Now the famous sculptures of the commemorative chapel at Bayt-el-Welly relate expressly to the events of this expedition; and as they are executed in that refined and delicate style which especially characterises the bas-relief work of Gournah, of Abydos, of all those buildings which were either erected by Seti the First, or begun by Seti and finished during the early years of Ramses II, I venture to think we may regard them as contemporary, or very nearly, with the scenes they represent.

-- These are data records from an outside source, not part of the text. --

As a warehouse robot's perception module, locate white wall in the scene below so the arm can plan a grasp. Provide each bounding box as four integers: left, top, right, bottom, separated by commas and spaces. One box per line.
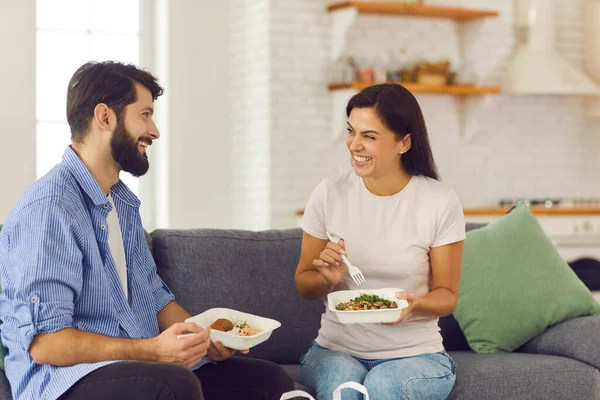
155, 0, 232, 228
0, 0, 36, 223
237, 0, 600, 228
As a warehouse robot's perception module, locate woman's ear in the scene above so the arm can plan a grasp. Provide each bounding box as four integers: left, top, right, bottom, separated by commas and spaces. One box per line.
400, 133, 412, 154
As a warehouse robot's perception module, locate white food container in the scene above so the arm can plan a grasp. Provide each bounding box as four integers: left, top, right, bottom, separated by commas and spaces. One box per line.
327, 288, 408, 324
185, 308, 281, 350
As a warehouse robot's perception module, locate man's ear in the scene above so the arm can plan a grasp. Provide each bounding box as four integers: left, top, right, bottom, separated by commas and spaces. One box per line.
93, 103, 117, 132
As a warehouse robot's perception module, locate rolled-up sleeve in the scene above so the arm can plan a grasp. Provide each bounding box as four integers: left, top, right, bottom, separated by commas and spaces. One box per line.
143, 239, 175, 314
2, 201, 83, 349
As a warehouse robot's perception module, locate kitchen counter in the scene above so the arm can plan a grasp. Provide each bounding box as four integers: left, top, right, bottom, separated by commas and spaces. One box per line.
296, 206, 600, 217
463, 206, 600, 216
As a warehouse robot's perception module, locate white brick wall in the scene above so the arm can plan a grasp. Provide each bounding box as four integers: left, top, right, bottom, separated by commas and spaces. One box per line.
231, 0, 271, 229
232, 0, 600, 229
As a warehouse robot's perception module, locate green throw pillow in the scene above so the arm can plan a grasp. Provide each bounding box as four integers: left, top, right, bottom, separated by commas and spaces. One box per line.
454, 203, 600, 353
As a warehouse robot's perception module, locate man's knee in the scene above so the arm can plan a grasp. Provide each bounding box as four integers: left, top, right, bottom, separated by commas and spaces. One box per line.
148, 364, 204, 400
263, 361, 294, 393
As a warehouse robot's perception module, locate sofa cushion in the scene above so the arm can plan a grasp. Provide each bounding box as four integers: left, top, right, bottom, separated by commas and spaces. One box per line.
152, 229, 324, 364
281, 364, 317, 396
448, 351, 600, 400
521, 315, 600, 370
454, 203, 600, 353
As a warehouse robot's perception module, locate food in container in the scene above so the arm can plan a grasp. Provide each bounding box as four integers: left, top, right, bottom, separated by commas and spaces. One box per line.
185, 308, 281, 350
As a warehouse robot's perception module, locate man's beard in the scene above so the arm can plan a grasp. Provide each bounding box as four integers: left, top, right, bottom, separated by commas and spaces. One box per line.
110, 118, 150, 176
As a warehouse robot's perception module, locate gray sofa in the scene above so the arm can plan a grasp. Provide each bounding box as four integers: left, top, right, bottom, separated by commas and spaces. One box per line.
0, 227, 600, 400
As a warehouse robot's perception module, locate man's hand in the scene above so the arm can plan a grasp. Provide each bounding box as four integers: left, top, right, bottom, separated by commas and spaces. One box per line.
153, 322, 210, 369
208, 341, 250, 361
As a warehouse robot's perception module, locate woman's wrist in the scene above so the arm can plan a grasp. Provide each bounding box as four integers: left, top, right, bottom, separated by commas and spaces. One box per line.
320, 274, 335, 292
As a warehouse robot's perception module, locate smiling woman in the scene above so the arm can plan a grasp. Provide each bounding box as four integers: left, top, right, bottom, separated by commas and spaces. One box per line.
296, 84, 465, 399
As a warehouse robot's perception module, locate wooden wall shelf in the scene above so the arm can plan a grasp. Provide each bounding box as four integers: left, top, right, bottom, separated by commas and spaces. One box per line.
329, 82, 501, 96
327, 1, 498, 21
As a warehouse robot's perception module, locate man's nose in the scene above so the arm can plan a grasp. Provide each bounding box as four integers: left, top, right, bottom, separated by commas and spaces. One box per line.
148, 121, 160, 140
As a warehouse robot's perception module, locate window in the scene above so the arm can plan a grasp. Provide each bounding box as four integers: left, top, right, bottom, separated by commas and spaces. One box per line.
36, 0, 141, 194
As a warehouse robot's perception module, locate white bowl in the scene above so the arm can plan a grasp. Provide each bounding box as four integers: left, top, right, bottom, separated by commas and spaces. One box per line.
327, 288, 408, 324
185, 308, 281, 350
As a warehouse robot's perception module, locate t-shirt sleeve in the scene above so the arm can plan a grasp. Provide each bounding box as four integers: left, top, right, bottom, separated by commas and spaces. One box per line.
431, 190, 466, 247
300, 181, 327, 239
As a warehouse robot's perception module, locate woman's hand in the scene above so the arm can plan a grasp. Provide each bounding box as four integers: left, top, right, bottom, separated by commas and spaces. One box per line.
383, 292, 419, 326
313, 239, 348, 289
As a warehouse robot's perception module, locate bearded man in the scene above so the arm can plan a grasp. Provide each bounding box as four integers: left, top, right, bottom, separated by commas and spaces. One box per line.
0, 62, 293, 400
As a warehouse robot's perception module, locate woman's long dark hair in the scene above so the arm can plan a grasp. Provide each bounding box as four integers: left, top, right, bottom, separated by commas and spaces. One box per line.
346, 83, 439, 180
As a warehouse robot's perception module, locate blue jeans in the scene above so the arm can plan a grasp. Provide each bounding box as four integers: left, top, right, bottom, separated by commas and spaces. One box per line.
300, 343, 456, 400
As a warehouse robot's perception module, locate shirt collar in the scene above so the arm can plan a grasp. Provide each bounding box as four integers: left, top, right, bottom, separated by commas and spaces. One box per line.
62, 146, 140, 208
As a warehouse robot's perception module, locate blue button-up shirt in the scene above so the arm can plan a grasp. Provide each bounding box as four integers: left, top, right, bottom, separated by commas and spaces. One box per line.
0, 147, 206, 400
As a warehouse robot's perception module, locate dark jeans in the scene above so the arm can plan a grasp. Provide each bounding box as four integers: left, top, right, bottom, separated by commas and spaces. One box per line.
60, 357, 294, 400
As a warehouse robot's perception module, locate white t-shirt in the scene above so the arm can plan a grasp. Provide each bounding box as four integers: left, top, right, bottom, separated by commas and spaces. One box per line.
302, 170, 465, 359
106, 194, 129, 299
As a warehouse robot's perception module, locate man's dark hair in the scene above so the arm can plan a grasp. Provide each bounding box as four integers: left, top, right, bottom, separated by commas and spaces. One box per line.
67, 61, 163, 142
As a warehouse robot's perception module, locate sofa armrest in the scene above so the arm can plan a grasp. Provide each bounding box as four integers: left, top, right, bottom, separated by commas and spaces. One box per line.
521, 315, 600, 369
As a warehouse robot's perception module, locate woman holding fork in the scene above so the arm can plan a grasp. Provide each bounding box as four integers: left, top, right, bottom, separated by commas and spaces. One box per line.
296, 84, 465, 400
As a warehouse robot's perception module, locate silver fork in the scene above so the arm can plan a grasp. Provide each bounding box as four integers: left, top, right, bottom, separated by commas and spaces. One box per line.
326, 232, 367, 286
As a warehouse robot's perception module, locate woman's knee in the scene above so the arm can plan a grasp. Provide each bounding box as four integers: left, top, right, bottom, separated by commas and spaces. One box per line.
300, 348, 367, 400
364, 368, 456, 400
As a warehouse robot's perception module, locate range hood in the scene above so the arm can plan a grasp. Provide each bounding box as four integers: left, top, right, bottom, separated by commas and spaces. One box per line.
503, 0, 600, 96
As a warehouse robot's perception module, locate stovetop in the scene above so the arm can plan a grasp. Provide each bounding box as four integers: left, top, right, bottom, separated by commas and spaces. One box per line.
498, 198, 600, 208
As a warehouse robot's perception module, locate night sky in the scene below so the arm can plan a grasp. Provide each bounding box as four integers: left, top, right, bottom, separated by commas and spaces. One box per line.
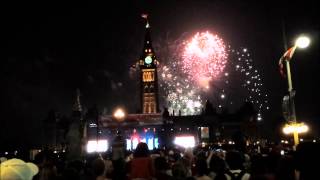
0, 0, 320, 147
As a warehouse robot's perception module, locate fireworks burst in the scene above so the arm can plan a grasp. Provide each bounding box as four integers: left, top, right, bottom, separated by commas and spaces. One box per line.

In any case, it is reasonable to conclude that the artists employed on the work would know something about the events and persons delineated, and that they would be guilty of no glaring inaccuracies.
All doubt as to whether the dates refer to the associated reigns of Seti and Rameses, or to the sole reign of the latter, vanish, however, when in these same sculptures we find the conqueror accompanied by his son, Prince Amenherkhopeshef, who is of an age not only to bear his part in the field, but afterwards to conduct an important ceremony of state on the occasion of the submission and tribute-offering of the Ethiopian commander. Such is the unmistakable evidence of the bas-reliefs at Bayt-el Welly, as those who cannot go there may see and judge for themselves by means of the admirable casts of these great tableaux which line the walls of the Second Egyptian Room at the British Museum. To explain away Prince Amenherkhopeshef would be difficult. We are accustomed to a certain amount of courtly exaggeration on the part of those who record the great deeds of the Pharaohs. We expect to see the King always young, always beautiful, always victorious. It seems only right and natural that he should never be less than twenty, and sometimes more than sixty feet high. But that any flatterer should go so far as to credit a lad of thirteen with a son at least as old as himself is surely incredible.
An inscription found of late years at Abydos shows that Ramses II reigned over his great kingdom for the space of sixty-seven years. 'It is thou' says Ramses IV, addressing himself to Osiris, 'it is thou who wilt rejoice me with such length of reign as Ramses II, the great God, in his sixty-seven years. It is thou who wilt give me the long duration of this great reign'. If only we knew at what age Ramses II succeeded to the throne, we should, by help of this inscription, know also the age at which he died. No such record has, however transpired, but a careful comparison of the length of time occupied by the various events of his reign, and above all the evidence of age afforded by the mummy of this great Pharaoh, discovered in 1886, show that he must have been very nearly, if not quite, a centenarian.